The Coal Mines Historic Site is part of the epic story of the European settlement of Australia.
When Lempriere (the Commissariat Officer at Port Arthur) reported on the settlement c. 1839 there were 150 prisoners and a detachment of 29 officers stationed at the mines. Large stone barracks which housed up to 170 prisoners, as well as the chapel, bakehouse and store had been erected.

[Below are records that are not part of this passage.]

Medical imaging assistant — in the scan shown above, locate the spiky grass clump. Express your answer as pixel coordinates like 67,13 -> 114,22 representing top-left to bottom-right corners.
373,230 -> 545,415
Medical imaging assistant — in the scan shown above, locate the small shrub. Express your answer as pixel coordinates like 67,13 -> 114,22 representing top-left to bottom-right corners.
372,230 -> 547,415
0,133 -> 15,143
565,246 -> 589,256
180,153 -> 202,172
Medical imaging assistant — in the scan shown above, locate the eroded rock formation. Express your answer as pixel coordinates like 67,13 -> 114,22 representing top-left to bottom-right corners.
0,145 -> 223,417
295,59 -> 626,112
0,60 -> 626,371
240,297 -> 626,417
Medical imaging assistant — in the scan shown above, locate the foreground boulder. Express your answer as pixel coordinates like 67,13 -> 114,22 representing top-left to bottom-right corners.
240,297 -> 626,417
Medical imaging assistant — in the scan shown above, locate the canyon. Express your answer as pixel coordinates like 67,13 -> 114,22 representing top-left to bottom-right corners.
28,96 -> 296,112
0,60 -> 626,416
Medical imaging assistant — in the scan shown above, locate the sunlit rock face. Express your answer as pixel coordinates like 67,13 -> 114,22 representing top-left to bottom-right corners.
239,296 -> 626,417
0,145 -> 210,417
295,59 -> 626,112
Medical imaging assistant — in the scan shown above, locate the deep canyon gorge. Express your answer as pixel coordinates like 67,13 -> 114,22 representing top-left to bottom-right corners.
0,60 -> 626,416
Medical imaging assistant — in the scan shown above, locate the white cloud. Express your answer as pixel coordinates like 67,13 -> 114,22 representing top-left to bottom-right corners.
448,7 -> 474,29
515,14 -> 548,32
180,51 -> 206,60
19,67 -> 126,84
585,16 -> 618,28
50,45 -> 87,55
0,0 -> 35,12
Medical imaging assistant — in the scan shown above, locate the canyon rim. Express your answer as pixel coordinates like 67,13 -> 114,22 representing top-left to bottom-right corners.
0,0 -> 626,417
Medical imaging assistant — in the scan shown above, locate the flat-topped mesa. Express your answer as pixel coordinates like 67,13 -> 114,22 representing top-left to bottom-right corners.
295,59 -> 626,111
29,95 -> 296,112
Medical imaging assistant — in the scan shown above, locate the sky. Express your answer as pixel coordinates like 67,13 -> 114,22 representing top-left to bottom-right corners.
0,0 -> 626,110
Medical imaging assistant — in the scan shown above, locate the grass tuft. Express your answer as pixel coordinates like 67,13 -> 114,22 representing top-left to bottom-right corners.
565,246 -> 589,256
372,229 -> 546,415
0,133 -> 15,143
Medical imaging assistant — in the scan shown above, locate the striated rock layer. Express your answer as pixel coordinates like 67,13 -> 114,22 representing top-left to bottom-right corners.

The Coal Mines formed part of the system of convict discipline and punishment on the Tasman Peninsula. During its busiest years almost 600 prisoners with their jailers and their families lived and worked at the Mines. While the underground workings are no longer accessible, you can still see the ruins of houses, barracks, offices and punishment cells.
By 1847 the main shaft was down over 300 feet with an extensive system of subterranean tunnels and caverns. The work of extracting the coal was carried out by convicts in two eight hour shifts. The men had to extract 25 tons in each shift to reach the day's quota.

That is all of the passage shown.